Ottens was confronted with many technical problems very early after the release of the product. Within a few months of the products release, a majority of devices were returned to Philips for repair. In addition to this, production costs of the Philips system were moderately high when compared to similar systems.

Under Ottens' direction, a second version of the system was developed with new running gear. This system was more compact and reliable, and had shorter start and stop times. It also featured a smaller footprint, lighter weight, and a SCART port, which had not been implemented in the previous version. Further development efforts were made, and by 1984, the Video 2000 had reliable stereo sound.
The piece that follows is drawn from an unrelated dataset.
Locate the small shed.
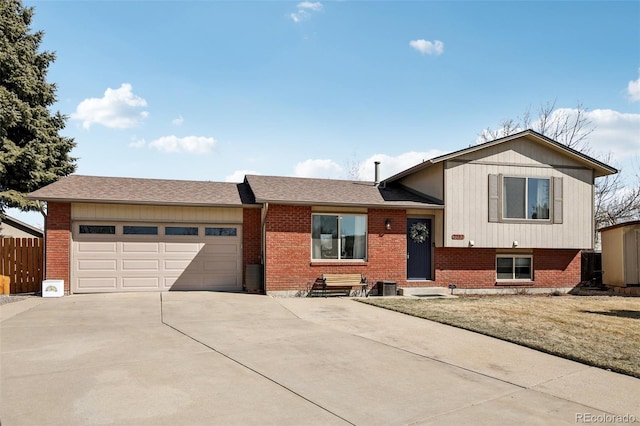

Also in 1984, Ottens had his factory produce VHS machines that were practically identical to the Video 2000. These machines would end up replacing the Video 2000, which ultimately failed to catch on and was officially cancelled in 1985.

==Later years==
After retiring, Ottens remained active in the field of technology for many years. He became chairman of the Dutch Association for Logistics Management in 1988. Ottens was among the interviewees in director Zack Taylor's 2016 documentary film, Cassette: A Documentary Mixtape, and appeared at the East End Film Festival world premiere screening in London on June 24, 2016. Ottens died in Duizel on 6 March 2021, aged 94.